Thought I would replace the extremely cheesey under cabinet mount stereo and speakers in my 2004 21RS with something nicer. Much to my dismay, when I disconnected everything, I noticed they ran the speaker cabling in series instead of individual home runs. Has anyone had any success in fishing new wiring through the ceiling space? Would love to hear from anyone that has upgraded their systems.


----------



## K. Smith (May 25, 2009)

Fritz said:


> Thought I would replace the extremely cheesey under cabinet mount stereo and speakers in my 2004 21RS with something nicer. Much to my dismay, when I disconnected everything, I noticed they ran the speaker cabling in series instead of individual home runs. Has anyone had any success in fishing new wiring through the ceiling space? Would love to hear from anyone that has upgraded their systems.
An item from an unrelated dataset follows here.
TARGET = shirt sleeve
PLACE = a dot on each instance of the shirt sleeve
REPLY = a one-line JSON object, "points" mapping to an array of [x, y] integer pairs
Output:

I have a 27RSDS, so mine might not have the same setup as yours, but I removed the cheesy under cabinet mount stereo and installed a new RV-style stereo in the "VCR cubby-hole" above the furnace. I have an older posting on here for that mod, if you search. I had to run some new wires, but my originals were not run in series and every speaker had its own +/- wire.

That said, if you have one wire going to each speaker, you could use it as a fish tape with some creative speaker-wire knot tying. I find that removing the roof vent surrounds (my camper has three) allows for some creative usage of wire hangers to fish wires around, though a true fish tape would be the better option.

Kevin


----------